Когда мой рассудок очнется, то подберет еще много осуждающих эпитетов. Но, увы, в творческой личности устои разума не имеют авторитетности.
Я нашла Себастьяна на просторной кухне, отделанной в темносиних тонах. Он стоял ко мне спиной, опустив голову и упершись руками в массивную столешницу у окна. Я видела, как он глубоко дышал, словно пытался справиться с какойто борьбой, проходившей внутри.
Мои шаги босыми ногами беззвучны, поэтому я, незамеченная, замерла у входа.
— Себастьян…
Его голова резко дернулась, мускулы напряглись, но он так и не обернулся.
— Я хочу… чтобы ты посмотрел на меня! — прохрипела я.
Дрожа, я развязала пояс белого халата и позволила его полам разойтись, открывая мое тело в черном кружевном белье. Надевая его сегодня, я мысленно загадала желание — показаться в нем Себастьяну. Пришло время исполниться мечтам. Себастьян обернулся и замер в изумлении. Его взгляд медленно скользнул по моему лицу, шее задержался на тяжело вздымающейся груди и спустился ниже.
— Зоя! — пробормотал он, возвращаясь к моим глазам. — Какого черта? Что ты творишь?..
— Говорю «да», Себастьян! — дрожащим голосом проговорила я.

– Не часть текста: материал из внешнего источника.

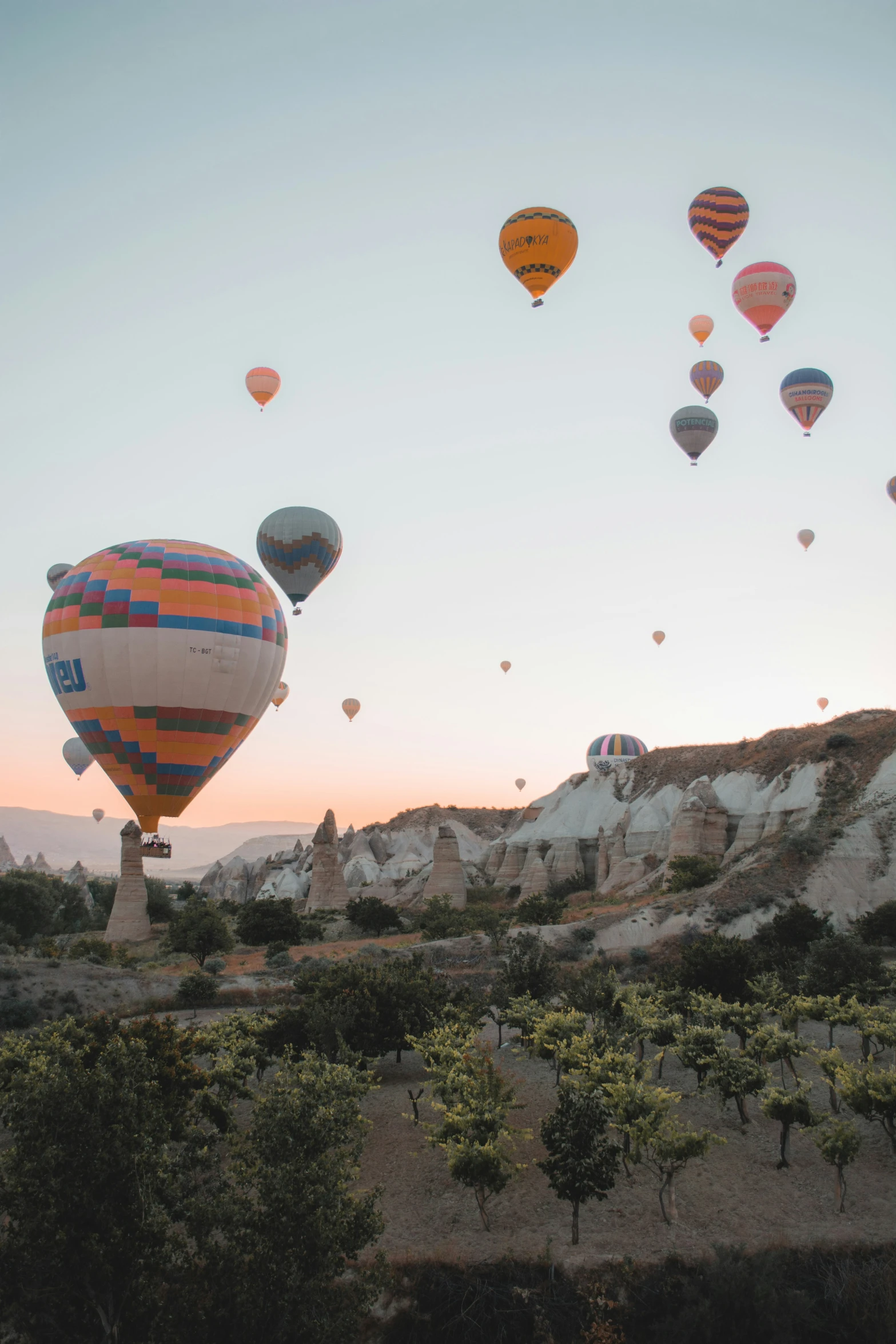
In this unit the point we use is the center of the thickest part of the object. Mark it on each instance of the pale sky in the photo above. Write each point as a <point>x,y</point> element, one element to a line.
<point>194,189</point>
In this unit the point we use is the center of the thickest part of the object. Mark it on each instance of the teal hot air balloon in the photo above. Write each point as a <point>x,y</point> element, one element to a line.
<point>298,547</point>
<point>707,377</point>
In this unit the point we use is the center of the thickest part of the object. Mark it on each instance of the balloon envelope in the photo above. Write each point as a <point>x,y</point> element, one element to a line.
<point>718,217</point>
<point>537,245</point>
<point>702,327</point>
<point>707,377</point>
<point>763,293</point>
<point>806,393</point>
<point>298,547</point>
<point>55,574</point>
<point>262,383</point>
<point>694,429</point>
<point>77,755</point>
<point>164,656</point>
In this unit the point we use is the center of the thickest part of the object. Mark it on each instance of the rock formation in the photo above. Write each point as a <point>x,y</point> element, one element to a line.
<point>129,918</point>
<point>448,877</point>
<point>328,890</point>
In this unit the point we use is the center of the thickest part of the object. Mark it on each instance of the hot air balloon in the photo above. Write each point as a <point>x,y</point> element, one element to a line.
<point>77,755</point>
<point>298,547</point>
<point>702,327</point>
<point>264,385</point>
<point>164,656</point>
<point>707,377</point>
<point>694,429</point>
<point>537,245</point>
<point>763,293</point>
<point>805,394</point>
<point>718,217</point>
<point>55,574</point>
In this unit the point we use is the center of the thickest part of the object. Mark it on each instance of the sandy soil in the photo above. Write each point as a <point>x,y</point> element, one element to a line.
<point>734,1196</point>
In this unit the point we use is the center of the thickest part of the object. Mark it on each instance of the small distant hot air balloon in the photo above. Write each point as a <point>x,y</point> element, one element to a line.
<point>702,327</point>
<point>77,755</point>
<point>707,377</point>
<point>264,385</point>
<point>806,393</point>
<point>763,293</point>
<point>694,429</point>
<point>298,547</point>
<point>718,217</point>
<point>55,574</point>
<point>537,246</point>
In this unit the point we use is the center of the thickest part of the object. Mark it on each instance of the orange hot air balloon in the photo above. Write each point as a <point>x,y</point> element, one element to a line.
<point>264,385</point>
<point>537,246</point>
<point>702,327</point>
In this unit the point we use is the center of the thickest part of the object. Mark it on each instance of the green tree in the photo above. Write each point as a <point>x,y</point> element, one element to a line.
<point>371,916</point>
<point>582,1163</point>
<point>789,1109</point>
<point>199,931</point>
<point>839,1144</point>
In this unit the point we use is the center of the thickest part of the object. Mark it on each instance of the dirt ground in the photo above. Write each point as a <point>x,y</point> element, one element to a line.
<point>735,1195</point>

Пару секунд я наблюдала за тем, как он перевоплощался в другого Себастьяна. Того, что страстно целовал меня, прижав к холодному бетону стены клуба. Я увидела эту перемену в сильно потемневших глазах, в напряженно подрагивающих мышцах на его руках, когда он сжимал и разжимал кулаки, в шумном, судорожном дыхании…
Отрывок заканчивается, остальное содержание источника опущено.